La Cité de la peur
1994 Comedy / Thriller   
 
Credits
  • Director: Alain Berbérian
  • Script: Alain Chabat, Dominique Farrugia, Chantal Lauby
  • Photo: Laurent Dailland
  • Music: Philippe Chany
  • Cast: Chantal Lauby (Odile Deray), Alain Chabat (Serge Karamazov), Dominique Farrugia (Simon Jérémi), Gérard Darmon (Commissaire Bialès), Sam Karmann (L'homme inquiétant), Patrick Lizana (Grimaldi), Jean-Christophe Bouvet (Jean-Paul Martoni), Eric Prat (Garcia), Marc de Jonge (Le patron de Karamazov), Valérie Lemercier (La veuve de M. Jacques), Tchéky Karyo (M. Jacques), Jean-Pierre Bacri (Le projectionniste), Daniel Gélin (M. Mireille), Eddy Mitchell (Le projectionniste)
  • Country: France
  • Language: French
  • Runtime: 102 min
  • Aka: Fear City: A Family-Style Comedy; Le Film de les nuls
 
 
 
Summary
Odile Deray, press secretary responsible for promoting the low budget horror film “Red is Dead”, hires a security agent, Serge Karamazov, to protect the film’s star, Simon Jérémi, during the Cannes Film Festival.  The film becomes a sensation when, during each of its showings, the projectionist is murdered in exactly the same way as in the film – by a hooded stranger with a hammer and sickle.  The debonair Commissaire Bialès is assigned to the case, but Odile quickly discovers that he may be the killer...

Review
La Cité de la peur marks the big screen début for one of France’s most popular comedy teams, Les Nuls, who achieved celebrity through their regular appearances on the French TV channel, Canal+ in the 1980s and early 1990s.  Their anarchic, often surreal brand of comedy may not be to everyone’s taste, but they retain a prominent place in French culture and La Cité de la peur has all that it takes to be a cult film.

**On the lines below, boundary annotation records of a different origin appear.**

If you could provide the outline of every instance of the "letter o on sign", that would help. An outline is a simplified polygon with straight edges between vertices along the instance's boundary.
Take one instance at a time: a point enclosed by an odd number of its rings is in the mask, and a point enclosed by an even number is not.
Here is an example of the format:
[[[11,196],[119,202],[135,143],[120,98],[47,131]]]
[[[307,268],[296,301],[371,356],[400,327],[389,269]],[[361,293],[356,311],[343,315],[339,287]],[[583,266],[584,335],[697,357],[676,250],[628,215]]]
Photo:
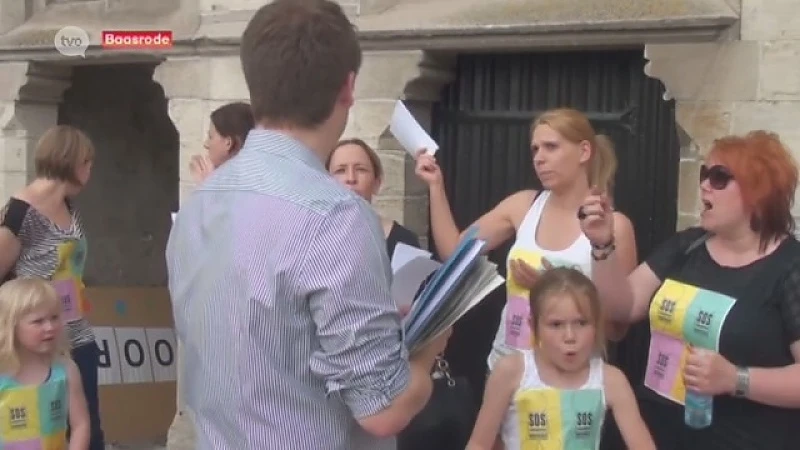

Beginning with a spoof horror sequence (which is hilarious, brilliantly wrong-footing the spectator), the film rapidly becomes a parody of the American mystery horror film, with abundant references to many films of the genre from the 1980s.  Although far from subtle, the comedy is very effective, and even when the jokes are in very bad taste it is hard not to laugh out loud and enjoy everything that gets thrown in our face.  An actor who throws up whenever he is happy and a bodyguard with serious diarrhoeic problems illustrate the level of humour the film descends to for laughs, but a well-paced script and some ebullient performances make up for it in the end.